Ce fut le cas des populations arméniennes qui subirent une des tragédies les plus marquantes de la guerre, considérée comme le premier véritable génocide du XXe siècle. Au cours du XIXe siècle déjà, la volonté d'émancipation des Arméniens (comme celles des Grecs) allait devenir un des principaux motifs de persécution de la part des Ottomans. Un mouvement politique, celui dit des « jeunes Turcs », s'accommodant d'un puissant nationalisme et de l'idéologie panturque, allait préparer cette terrible catastrophe. Devenu des boucs-émissaires tout désignés durant la guerre, notamment au moment de la défaite contre les Russes, les Arméniens furent la proie d'un massacre préalablement planifié et programmé d’avril 1915 à l'automne 1916. Après avoir arrêté les intellectuels dans un premier temps, le reste de la population arménienne fut systématiquement déporté et décimé en masse par l’États turc. Les femmes et les enfants étaient transportés par bateaux et noyés au large des côtes ou vendus comme esclaves. Le chemin de fer et la ligne vers Bagdad allaient servir à la déportation massive vers le désert ou les camps, dont certains allaient déjà être utilisés à des fin d'extermination. Bon nombre d'Arméniens finissaient par mourir de soif dans le désert de Mésopotamie. Ceux qui purent réchapper au massacre devenaient des réfugiés misérables, comprenant des milliers d'orphelins. Ils allaient constituer une véritable diaspora (un bon nombre se sont par exemple tournés vers les États-Unis où il existe aujourd'hui encore une communauté significative).

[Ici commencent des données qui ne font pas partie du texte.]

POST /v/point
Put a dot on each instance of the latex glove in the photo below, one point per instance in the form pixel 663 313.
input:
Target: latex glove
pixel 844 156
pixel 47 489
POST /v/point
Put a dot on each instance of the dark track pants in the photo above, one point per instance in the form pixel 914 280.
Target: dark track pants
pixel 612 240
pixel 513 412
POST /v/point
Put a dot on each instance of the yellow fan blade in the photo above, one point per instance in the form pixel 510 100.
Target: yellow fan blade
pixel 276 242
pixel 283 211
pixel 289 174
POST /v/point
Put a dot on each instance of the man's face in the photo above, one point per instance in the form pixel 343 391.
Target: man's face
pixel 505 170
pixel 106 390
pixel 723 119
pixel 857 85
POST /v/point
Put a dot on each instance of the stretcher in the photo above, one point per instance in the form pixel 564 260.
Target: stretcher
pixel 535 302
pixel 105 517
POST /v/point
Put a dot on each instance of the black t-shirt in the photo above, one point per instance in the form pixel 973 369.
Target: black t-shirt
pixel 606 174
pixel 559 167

Tout cela, bien entendu, fut très rapidement oublié par les « grandes démocraties ». Il y eut pourtant plus d'un million d'Arméniens tués !
L'effondrement des derniers grands empires, durant cette guerre terrible, allait générer une multitude de tensions nationalistes aux conséquences également désastreuses pour de nombreuses autres minorités. La formation des États-nations qui s'est achevée avant la Première Guerre mondiale s'accompagna ensuite d'une fragmentation des vieux empires moribonds. Ce fut notamment le cas pour les Empires austro-hongrois et ottoman aux populations bigarrées et réparties comme des mosaïques, entourées de vautours affamés comme l'étaient les puissances impérialistes européennes. En luttant pour leur propre survie, ces empires en ruines, dans un ultime sursaut, se sont mis à fortifier leurs frontières, à déployer des alliances militaires désespérées et à procéder à des échanges de populations, des tentatives d'assimilations forcées générant des divisions accrues et des « nettoyages ethniques ». Le conflit gréco-turc, souvent présenté comme la conséquence d'une réaction « spontanée » des foules turques, fut parfaitement orchestré par le nouvel État naissant et son dirigeant moderne Mustapha Kemal Atatürk. Il allait fonder une nation turque et mener une guerre longue et meurtrière contre les Grecs. Durant ce conflit, les Grecs s'étaient livrés à de véritables pillages, des groupes de civils allant même en bandes jusqu'à incendier les villages turcs et commettre toutes sortes d'atrocités contre leurs habitants. De leur côté, de 1920 à 1923, les forces turques commettaient également toutes sortes d'exactions et de massacres d'une grande cruauté contre les Grecs et contre les Arméniens. Dès le début, on assistait à des transferts de populations, de Grecs de Turquie et vice-versa (1 300 000 Grecs de Turquie contre 385 000 Turcs de Grèce). En 1923, le traité de Lausanne entérinait ces pratiques violentes par tout un ensemble de procédures administratives. Des milliers de Grecs et de Turcs étaient donc expulsés par cet échange officiel et bon nombre d’entre eux sont morts en plein exode.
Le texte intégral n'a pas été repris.